In [1]:
import os
import warnings
import numpy as np
import pandas as pd
import matplotlib.pyplot as plt
import seaborn as sns
import librosa
import joblib
from sklearn.pipeline import Pipeline
from sklearn.feature_selection import SelectFromModel
from sklearn.base import clone
from sklearn.model_selection import train_test_split, GridSearchCV
from sklearn.linear_model import LogisticRegression
from sklearn.neighbors import KNeighborsClassifier
from sklearn.svm import SVC
from sklearn.ensemble import RandomForestClassifier
from sklearn.naive_bayes import GaussianNB
from sklearn.neural_network import MLPClassifier
from sklearn.dummy import DummyClassifier
from sklearn.preprocessing import StandardScaler, PowerTransformer
from sklearn.metrics import accuracy_score, f1_score, confusion_matrix, ConfusionMatrixDisplay

warnings.simplefilter("ignore")

plt.rcParams['figure.figsize'] = (12, 5)

### Build Dataset
- Feature extraction with Librosa for model inputs (X_train/X_test)
- Labelling tracks with genre and echonest tags (Y_train/Y_test)

In [2]:
## UNCOMMENT THE FOLLOWING CODE TO BUILD DATASET FROM SCRATCH ##

feats_mean_mfcc = []
feats_std_mfcc = []
feats_mean_chroma = []
feats_std_chroma = []
feats_tempo = []
feats_mean_contrast = []
feats_std_contrast = []
feats_mean_mel = []
feats_std_mel = []
feats_mean_tonnetz = []
feats_std_tonnetz = []
feats_mean_rms = []
feats_std_rms = []
feats_mean_zcr = []
feats_std_zcr = []

fname = 'happy_pharrel.mp3'

# Load the audio file and extract the features
audio, srate = librosa.load(fname, res_type='kaiser_fast')
mfcc_matrix = librosa.feature.mfcc(y=audio, sr=srate, n_mfcc=40)
chroma_cqt = librosa.feature.chroma_cqt(y=audio, sr=srate, n_chroma=12)
tempo, _ = librosa.beat.beat_track(y=audio, sr=srate)
contrast = librosa.feature.spectral_contrast(y=audio, sr=srate, n_bands=6)
mel = librosa.feature.melspectrogram(y=audio, sr=srate, n_mels=64)
tonnetz = librosa.feature.tonnetz(y=audio, sr=srate)
rms = librosa.feature.rms(y=audio)
zcr = librosa.feature.zero_crossing_rate(y=audio)

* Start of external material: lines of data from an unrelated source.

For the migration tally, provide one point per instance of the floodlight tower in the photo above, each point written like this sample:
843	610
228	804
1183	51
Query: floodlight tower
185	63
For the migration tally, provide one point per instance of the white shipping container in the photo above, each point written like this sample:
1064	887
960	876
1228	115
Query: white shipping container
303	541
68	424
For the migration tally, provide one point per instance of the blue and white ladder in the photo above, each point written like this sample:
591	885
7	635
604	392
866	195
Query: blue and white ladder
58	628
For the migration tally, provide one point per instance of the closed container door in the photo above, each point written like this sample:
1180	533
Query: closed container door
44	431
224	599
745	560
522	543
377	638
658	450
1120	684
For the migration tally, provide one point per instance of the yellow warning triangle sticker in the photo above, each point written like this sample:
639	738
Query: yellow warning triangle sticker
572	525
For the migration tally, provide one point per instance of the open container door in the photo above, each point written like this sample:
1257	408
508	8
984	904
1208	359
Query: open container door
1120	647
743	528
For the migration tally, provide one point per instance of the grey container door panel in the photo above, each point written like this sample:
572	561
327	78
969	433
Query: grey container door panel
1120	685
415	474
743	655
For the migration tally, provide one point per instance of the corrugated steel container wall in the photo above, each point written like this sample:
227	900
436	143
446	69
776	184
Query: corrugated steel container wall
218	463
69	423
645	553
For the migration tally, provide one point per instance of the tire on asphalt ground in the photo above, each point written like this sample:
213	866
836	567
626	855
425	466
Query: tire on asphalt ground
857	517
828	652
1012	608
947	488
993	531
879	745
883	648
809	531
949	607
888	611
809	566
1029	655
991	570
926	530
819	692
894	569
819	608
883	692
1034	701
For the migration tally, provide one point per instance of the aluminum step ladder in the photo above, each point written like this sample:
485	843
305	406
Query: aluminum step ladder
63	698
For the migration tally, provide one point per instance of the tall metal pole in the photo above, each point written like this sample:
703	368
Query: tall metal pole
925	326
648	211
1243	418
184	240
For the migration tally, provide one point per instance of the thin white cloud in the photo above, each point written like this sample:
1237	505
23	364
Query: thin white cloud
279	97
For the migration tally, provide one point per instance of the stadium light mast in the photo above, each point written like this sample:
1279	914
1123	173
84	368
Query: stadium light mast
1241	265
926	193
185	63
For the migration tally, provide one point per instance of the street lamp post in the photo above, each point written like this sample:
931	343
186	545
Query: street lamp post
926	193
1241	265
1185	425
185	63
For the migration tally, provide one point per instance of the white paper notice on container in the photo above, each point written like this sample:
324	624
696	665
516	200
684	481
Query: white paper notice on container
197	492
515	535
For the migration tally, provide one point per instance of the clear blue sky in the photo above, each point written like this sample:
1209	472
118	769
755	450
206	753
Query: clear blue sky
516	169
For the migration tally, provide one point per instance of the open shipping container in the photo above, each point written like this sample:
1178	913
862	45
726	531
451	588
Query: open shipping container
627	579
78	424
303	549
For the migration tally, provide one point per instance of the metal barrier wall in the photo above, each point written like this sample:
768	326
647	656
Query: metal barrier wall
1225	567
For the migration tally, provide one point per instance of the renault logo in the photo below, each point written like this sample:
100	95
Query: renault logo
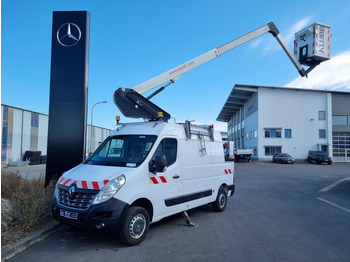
71	191
68	34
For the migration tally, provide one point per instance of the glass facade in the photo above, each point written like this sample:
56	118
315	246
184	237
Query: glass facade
341	146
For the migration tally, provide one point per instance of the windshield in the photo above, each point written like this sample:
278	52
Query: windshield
127	150
320	153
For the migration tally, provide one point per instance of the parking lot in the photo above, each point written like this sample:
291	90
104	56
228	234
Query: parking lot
277	214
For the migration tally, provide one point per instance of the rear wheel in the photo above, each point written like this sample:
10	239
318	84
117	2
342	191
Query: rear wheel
135	226
220	203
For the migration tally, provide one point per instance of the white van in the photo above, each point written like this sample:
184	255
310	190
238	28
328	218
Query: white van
142	173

mean_mfcc = np.mean(mfcc_matrix, axis=1)
std_mfcc = np.std(mfcc_matrix, axis=1)
mean_chroma = np.mean(chroma_cqt, axis=1)
std_chroma = np.std(chroma_cqt, axis=1)
mean_contrast = np.mean(contrast, axis=1)
std_contrast = np.std(contrast, axis=1)
mean_mel = np.mean(mel, axis=1)
std_mel = np.std(mel, axis=1)
mean_tonnetz = np.mean(tonnetz, axis=1)
std_tonnetz = np.std(tonnetz, axis=1)
mean_rms = np.mean(rms, axis=1)
std_rms = np.std(rms, axis=1)
mean_zcr = np.mean(zcr, axis=1)
std_zcr = np.std(zcr, axis=1)

feats_mean_mfcc.append(mean_mfcc)
feats_std_mfcc.append(std_mfcc)
feats_mean_chroma.append(mean_chroma)
feats_std_chroma.append(std_chroma)
feats_tempo.append(tempo)
feats_mean_contrast.append(mean_contrast)
feats_std_contrast.append(std_contrast)
feats_mean_mel.append(mean_mel)
feats_std_mel.append(std_mel)
feats_mean_tonnetz.append(mean_tonnetz)
feats_std_tonnetz.append(std_tonnetz)
feats_mean_rms.append(mean_rms)
feats_std_rms.append(std_rms)
feats_mean_zcr.append(mean_zcr)
feats_std_zcr.append(std_zcr)

# save to disk to avoid re-computing
np.save('features/feats_mean_mfcc.npy', feats_mean_mfcc)
np.save('features/feats_std_mfcc.npy', feats_std_mfcc)
np.save('features/feats_mean_chroma.npy', feats_mean_chroma)
np.save('features/feats_std_chroma.npy', feats_std_chroma)
np.save('features/feats_tempo.npy', feats_tempo)
np.save('features/feats_mean_contrast.npy', feats_mean_contrast)
np.save('features/feats_std_contrast.npy', feats_std_contrast)
np.save('features/feats_mean_mel.npy', feats_mean_mel)
np.save('features/feats_std_mel.npy', feats_std_mel)
np.save('features/feats_mean_tonnetz.npy', feats_mean_tonnetz)
np.save('features/feats_std_tonnetz.npy', feats_std_tonnetz)
np.save('features/feats_mean_rms.npy', feats_mean_rms)
np.save('features/feats_std_rms.npy', feats_std_rms)
np.save('features/feats_mean_zcr.npy', feats_mean_zcr)
np.save('features/feats_std_zcr.npy', feats_std_zcr)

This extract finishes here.